Par Carine Piccio, avocate associée et Lucie Chenebeau, Avocate, Aston Avocats

Une organisation est victime d’un rançongiciel ou ransomware toutes les 11 secondes dans le monde. En 2021 la cybercriminalité a ainsi atteint à l’échelle mondiale un coût sans précédent de 5 500 mds€1. Face à l’ampleur du phénomène, la Commission européenne a inscrit la cybersécurité sur la liste de ses actions prioritaires et présenté, le 15 septembre 2021, un projet de règlement, le Cyber Resilience Act (CRA), visant à encadrer la sécurité des « produits numériques ».

Motivé par les nombreuses failles de sécurité de produits connectés, comme les caméras de surveillance, le CRA est élaboré dans le cadre de la stratégie de cybersécurité de l’UE. Elle a été initiée et déployée depuis 2020 pour créer un marché unique de la donnée en soutenant l’accès, le partage et la réutilisation responsables des données dans le respect, notamment, de la protection des données personnelles. Entré en vigueur au sein de l’UE le 25 mai 2018, le Règlement général sur la protection des données personnelles (RGPD) a eu un fort impact sur le traitement et la protection des données personnelles, comme les sanctions régulièrement prononcées par la Commission nationale de l’informatique et des libertés (CNIL) et ses homologues européens en attestent. La Commission annonce une série de mesures qui s’articulent autour de deux axes : le renforcement du niveau de cybersécurité des produits et du niveau d’information à destination des consommateurs et des entreprises.

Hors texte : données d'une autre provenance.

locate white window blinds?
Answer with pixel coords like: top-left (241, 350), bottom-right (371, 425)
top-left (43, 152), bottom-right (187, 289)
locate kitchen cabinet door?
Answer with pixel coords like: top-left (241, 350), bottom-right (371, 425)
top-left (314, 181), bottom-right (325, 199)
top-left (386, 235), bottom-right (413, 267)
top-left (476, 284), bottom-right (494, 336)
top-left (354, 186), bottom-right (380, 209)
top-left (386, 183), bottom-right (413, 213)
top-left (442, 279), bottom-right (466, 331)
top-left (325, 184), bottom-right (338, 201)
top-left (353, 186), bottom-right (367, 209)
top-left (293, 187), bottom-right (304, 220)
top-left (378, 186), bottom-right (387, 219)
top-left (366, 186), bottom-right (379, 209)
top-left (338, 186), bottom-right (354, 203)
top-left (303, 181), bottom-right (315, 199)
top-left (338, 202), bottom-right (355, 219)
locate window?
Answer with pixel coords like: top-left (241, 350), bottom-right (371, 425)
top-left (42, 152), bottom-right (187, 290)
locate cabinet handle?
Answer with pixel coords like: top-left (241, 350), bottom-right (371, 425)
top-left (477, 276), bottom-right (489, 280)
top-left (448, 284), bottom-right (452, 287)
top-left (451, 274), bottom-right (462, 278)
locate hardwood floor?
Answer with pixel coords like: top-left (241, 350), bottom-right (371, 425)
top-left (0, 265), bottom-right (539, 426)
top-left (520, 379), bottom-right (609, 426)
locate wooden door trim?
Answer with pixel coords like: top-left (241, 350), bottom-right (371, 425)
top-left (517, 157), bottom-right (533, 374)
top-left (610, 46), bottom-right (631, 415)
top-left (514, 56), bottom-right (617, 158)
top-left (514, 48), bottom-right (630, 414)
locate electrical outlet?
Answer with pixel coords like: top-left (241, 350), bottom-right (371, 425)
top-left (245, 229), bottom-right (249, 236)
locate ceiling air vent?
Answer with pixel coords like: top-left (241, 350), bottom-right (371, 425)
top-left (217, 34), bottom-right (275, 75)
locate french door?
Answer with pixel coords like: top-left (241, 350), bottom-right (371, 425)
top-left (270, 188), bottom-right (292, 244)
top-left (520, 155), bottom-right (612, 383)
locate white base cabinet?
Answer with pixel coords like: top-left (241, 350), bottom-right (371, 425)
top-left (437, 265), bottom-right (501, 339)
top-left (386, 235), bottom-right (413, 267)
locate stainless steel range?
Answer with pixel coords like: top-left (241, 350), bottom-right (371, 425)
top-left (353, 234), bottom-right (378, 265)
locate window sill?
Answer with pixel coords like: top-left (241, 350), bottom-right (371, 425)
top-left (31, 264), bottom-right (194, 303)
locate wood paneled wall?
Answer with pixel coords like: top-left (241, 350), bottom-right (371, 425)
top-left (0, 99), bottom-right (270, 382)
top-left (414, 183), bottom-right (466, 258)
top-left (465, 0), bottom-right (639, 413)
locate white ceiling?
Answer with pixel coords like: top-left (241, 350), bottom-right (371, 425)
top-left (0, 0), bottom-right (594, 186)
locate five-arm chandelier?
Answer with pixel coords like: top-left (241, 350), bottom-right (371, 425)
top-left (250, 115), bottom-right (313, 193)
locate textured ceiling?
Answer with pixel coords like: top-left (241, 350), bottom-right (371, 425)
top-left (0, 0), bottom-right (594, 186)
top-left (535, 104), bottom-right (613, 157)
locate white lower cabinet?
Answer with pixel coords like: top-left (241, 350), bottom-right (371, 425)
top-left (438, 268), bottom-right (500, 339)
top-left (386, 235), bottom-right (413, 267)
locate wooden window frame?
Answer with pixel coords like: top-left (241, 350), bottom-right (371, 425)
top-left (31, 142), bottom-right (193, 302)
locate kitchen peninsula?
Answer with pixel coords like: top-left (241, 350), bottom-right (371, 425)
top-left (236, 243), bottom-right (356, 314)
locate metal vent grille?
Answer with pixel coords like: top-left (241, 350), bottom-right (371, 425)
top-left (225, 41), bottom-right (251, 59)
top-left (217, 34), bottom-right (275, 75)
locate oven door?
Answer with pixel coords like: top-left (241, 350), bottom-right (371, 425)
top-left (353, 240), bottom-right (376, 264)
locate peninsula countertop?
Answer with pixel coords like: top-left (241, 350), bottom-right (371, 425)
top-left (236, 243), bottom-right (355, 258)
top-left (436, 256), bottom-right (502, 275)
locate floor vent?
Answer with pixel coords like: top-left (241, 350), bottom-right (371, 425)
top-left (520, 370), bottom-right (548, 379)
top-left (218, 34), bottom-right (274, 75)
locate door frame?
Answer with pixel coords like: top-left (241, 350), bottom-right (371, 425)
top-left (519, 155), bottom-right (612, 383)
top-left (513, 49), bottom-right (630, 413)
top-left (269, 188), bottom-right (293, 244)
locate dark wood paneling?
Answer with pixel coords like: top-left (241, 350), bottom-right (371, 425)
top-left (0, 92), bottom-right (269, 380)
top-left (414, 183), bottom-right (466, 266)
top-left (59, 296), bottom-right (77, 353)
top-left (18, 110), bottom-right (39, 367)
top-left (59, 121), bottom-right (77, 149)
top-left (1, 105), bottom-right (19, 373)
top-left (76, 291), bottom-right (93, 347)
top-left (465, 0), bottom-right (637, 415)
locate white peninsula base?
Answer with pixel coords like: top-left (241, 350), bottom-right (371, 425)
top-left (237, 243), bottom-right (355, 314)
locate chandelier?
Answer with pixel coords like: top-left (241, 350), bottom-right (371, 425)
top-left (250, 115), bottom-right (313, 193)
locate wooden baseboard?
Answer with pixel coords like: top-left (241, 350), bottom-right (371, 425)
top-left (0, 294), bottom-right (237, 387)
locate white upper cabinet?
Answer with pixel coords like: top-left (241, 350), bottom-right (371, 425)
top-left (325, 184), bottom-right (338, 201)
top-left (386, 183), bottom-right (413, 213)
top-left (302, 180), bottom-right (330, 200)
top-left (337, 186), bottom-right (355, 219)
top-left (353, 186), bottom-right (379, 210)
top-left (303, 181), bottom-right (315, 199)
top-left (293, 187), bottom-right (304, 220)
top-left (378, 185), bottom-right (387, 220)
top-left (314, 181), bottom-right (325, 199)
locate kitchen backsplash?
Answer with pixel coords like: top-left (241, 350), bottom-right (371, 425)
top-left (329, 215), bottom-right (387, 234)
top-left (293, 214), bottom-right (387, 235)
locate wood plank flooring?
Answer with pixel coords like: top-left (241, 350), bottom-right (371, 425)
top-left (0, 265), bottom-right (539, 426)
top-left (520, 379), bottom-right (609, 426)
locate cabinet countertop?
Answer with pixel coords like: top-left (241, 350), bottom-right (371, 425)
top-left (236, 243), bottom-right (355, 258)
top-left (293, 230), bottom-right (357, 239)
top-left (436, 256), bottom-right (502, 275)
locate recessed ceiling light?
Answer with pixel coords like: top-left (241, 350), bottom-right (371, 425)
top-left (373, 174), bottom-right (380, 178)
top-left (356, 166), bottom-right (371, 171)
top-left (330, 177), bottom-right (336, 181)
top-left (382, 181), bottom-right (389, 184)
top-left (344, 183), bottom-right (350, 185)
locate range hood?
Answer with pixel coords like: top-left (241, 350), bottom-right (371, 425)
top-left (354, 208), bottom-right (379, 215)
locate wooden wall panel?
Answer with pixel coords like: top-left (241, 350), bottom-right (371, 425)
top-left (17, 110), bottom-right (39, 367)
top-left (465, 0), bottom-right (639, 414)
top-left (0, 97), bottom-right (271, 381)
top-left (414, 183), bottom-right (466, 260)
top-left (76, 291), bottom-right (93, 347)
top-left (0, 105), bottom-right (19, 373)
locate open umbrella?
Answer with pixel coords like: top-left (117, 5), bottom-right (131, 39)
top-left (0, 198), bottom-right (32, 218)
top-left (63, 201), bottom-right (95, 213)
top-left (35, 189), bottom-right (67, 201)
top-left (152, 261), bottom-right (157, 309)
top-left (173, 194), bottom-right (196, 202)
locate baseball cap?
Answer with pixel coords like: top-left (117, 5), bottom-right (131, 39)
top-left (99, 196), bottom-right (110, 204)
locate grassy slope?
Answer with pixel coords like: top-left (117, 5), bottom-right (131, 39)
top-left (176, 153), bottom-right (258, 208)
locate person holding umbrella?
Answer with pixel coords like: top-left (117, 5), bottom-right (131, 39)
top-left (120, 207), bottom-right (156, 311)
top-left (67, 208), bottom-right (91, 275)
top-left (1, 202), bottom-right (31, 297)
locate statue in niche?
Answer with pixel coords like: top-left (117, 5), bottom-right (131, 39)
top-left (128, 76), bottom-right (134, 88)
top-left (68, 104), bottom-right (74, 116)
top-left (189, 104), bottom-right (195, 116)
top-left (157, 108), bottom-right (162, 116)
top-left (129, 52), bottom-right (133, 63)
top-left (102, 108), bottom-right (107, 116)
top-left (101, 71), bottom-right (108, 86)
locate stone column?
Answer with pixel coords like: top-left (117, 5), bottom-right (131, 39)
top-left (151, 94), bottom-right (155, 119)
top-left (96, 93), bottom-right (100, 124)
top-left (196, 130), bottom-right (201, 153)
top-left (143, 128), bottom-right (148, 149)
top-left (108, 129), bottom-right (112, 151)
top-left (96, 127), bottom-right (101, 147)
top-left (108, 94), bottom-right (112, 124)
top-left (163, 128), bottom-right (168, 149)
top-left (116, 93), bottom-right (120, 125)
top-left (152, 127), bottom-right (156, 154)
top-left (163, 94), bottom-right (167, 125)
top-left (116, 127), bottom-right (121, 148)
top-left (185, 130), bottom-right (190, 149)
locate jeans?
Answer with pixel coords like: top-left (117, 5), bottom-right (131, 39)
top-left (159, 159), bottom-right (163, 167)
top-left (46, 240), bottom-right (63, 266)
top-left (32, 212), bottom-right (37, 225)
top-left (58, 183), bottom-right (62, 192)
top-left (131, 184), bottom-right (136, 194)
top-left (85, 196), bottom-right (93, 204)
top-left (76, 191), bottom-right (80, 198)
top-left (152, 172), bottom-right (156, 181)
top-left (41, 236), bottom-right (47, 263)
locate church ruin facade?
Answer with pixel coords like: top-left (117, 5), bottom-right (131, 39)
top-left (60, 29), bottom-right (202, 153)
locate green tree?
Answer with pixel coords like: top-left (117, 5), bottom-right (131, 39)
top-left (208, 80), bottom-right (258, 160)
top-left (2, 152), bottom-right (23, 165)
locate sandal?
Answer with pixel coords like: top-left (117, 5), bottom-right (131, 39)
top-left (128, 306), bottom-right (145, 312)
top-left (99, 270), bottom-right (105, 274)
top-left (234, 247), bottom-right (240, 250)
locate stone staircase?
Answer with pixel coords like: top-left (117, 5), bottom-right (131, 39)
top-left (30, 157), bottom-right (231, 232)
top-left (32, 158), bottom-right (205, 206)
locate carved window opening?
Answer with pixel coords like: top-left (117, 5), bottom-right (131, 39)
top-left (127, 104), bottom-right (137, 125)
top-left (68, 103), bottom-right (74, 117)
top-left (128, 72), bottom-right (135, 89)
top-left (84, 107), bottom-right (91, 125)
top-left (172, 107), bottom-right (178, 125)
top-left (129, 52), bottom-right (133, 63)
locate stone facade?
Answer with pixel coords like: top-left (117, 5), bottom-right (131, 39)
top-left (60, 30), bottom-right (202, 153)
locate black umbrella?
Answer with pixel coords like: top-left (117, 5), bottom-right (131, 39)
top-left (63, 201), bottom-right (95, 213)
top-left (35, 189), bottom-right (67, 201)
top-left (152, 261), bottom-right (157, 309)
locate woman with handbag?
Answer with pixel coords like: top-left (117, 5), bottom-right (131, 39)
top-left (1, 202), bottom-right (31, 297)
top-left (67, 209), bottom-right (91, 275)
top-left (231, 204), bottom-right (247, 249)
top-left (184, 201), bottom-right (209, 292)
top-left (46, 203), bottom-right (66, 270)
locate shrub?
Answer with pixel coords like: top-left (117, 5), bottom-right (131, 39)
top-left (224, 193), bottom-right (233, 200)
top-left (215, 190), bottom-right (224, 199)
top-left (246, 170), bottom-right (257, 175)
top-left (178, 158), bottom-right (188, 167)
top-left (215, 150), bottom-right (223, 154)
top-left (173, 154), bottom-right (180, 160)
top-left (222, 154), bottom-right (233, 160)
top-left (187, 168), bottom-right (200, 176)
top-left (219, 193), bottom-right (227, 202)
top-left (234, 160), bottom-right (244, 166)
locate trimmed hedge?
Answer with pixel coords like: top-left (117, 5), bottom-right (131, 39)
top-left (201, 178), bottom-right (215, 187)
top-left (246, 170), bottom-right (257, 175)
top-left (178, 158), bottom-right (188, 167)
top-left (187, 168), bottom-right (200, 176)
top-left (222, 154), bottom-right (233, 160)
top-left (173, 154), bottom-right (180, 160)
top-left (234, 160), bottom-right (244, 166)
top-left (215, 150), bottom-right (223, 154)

Dans ce cadre, le CRA crée un arsenal de règles minimales en termes de cybersécurité à respecter lors de la conception, du développement et de la production des produits, lors de leur mise sur le marché, mais également durant l’intégralité de leur cycle de vie. Elles couvrent également les informations sur les produits à délivrer aux consommateurs. Ces règles s’imposent aux fabricants et éditeurs de produits connectés, qui jusqu’alors bénéficiaient d’une brèche dans la législation. Introduisant la notion de « sécurité par défaut », le CRA renforce leur responsabilité en leur interdisant de livrer des produits comportant des failles de sécurité connues au jour de la mise sur le marché du produit. Ils doivent également assurer un suivi de leurs produits et fournir des mises à jour de sécurité et des correctifs pendant au moins 5 ans après sa mise sur le marché. Dans un objectif de transparence et d’information des utilisateurs, similaire à celui poursuivi par le RGPD, les produits doivent être accompagnés d’une documentation claire au sujet de leur sécurité et de leurs mises à jour. À l’instar de la notification à la CNIL de la violation de données personnelles (article 33 du RGPD) à réaliser dans les meilleurs délais, ces fabricants et éditeurs sont tenus de signaler sous 24 heures à l’Agence de l’Union européenne pour la cybersécurité (ENISA) d’éventuelles nouvelles failles dans leurs produits, qui pourraient conduire à un piratage et à la violation de données personnelles.

En cas de manquement, le texte fixe des amendes pouvant s’élever jusqu’à 15 M€ ou 2,5% du chiffre d’affaires de l’entreprise fautive, qui peut se voir interdire la commercialisation d’un produit sur le sol européen. Dans sa première version le texte pose déjà des exceptions en excluant les produits connectés du secteur de l’aéronautique, les voitures ou même encore les dispositifs médicaux, couverts par d’autres textes. Toutefois à l’heure où la multiplication des cyberattaques contre les hôpitaux et systèmes de santé est devenue un phénomène mondial, le parti pris interroge. Le CRA n’est-il pas l’occasion de renforcer l’arsenal législatif existant ? Le texte identifie par ailleurs une catégorie de produits dits « critiques », qui représenteraient environ 10 % de l’ensemble des objets connectés concernés par la régulation. On y retrouve notamment les produits et services au coeur des système de sécurité des réseaux, dont les failles de sécurité sont susceptibles de toucher le plus grand nombre (antivirus, gestionnaires de mots de passe, etc). Des voix s’élèvent déjà pour juger la liste trop courte et les associations de consommateurs montent au créneau.

Cette proposition de la Commission n’est que le début d’un parcours législatif européen long, puisque le texte devra être adopté par le Parlement européen et le Conseil de l’Union européenne, avant que les trois ne s’accordent sur un texte final. Il pourrait alors fort bien beaucoup évoluer d’ici là. Une fois adopté, la Commission a déjà annoncé laisser deux ans aux entreprises pour se mettre en conformité. Le cyberpiratage a encore vraisemblablement un peu de temps devant lui…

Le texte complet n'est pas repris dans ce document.